Sekmeli arayüze sahip olan Linux, özellikle amatör kullanıcıların da işini oldukça kolaylaştırıyor. Ortalama bir kullanıcının ihtiyaç duyduğu birçok uygulamayla beraber gelen Linux, e-posta, kelime işlemci ve Skype gibi yazılımlarla kullanıcıların beklentilerini fazlasıyla karşılayabiliyor.
Fakat Linux tüm bu avantajlarına rağmen bazı dezavantajlara da sahip. Eee PC 701 ve 1000'de bulunan Wi-Fi konfigürasyon aracında bazı problemlere neden olan Linux, ayrıca Flash sürümüyle de Windows'un Flash'ına nazaran pek iyi sonuçlar vermiyor.

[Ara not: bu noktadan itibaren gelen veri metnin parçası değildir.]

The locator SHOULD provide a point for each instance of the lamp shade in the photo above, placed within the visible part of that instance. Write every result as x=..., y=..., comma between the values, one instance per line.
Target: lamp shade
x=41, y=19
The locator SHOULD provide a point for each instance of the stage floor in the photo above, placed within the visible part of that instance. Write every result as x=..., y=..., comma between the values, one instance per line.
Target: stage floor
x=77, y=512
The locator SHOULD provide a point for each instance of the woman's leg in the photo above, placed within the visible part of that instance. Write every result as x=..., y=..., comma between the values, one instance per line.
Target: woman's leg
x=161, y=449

Windows XP'ye zaten aşinaysanız, o taktirde netbook'unuzla beraber Windows XP'yi de tercih edebilirsiniz. Windows XP kurulu netbook ile bir laptop ya da masaüstü PC'de çalışabilen tüm uygulamaları bu sayede sorunsuz bir şekilde kullanabilirsiniz ve tabii ki Linux'u öğrenmek için ayrıca bir zaman harcamanıza gerek kalmaz.
Olumlu yanlarının yanı sıra bazı olumsuz tarafları da bulunan Windows XP'nin öne çıkan en negatif tarafı netbook'un depolama biriminde kapladığı yüksek alandır. HDD'lerde herhangi bir probleme neden olmayan Windows XP, iş SSD'lere geldiğinde sınırlı kapasiteleri itibariyle sorun çıkarabilmektedir.

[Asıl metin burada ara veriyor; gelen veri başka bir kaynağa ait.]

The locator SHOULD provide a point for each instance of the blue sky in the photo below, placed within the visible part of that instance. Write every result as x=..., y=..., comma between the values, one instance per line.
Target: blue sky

Windows XP, yüksek depolama alanı ihtiyacının yanında ayrıca yüksek işlemci gereksinimiyle de netbook kullanıcıları için can sıkıcı olabilir. Bilhassa birden fazla multimedya uygulamasının eş zamanlı olarak olarak çalıştırılması durumunda Windows XP'nin işlemci kullanım oranı oldukça artmaktadır.
Sonuç: Netbook mu notebook mu?
Hiç şüphe yok ki netbook'lar mobil teknolojiye farklı bir çehre kazandırmışlardır; ancak her PC kullanıcısının gerçekten bir netbook'a ihtiyacı var mıdır?

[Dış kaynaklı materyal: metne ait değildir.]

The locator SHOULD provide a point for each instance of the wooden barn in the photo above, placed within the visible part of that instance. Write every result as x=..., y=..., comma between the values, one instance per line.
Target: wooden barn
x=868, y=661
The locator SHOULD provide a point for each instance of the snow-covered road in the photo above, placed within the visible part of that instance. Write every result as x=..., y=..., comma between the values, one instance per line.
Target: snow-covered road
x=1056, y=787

Netbook'ların pek çok açıdan sınırlayıcı özelliklere sahip olduğunu makalemizin başından bu yana irdelemeye çalıştık. Notebook ya da masaüstü sistemlere göre birçok negatif yönü bulunan netbook'lar, hafifliği ve dolayısıyla taşınabilirliği, küçük ebatları, uzun batarya ömrü, ve ergonomik yapısıyla öne çıksalar da masaüstü PC ya da laptop kullanıcısının bu sistemlerden beklediği performansı bir netbook'tan beklemesi en azından şimdilik pek mümkün görünmüyor.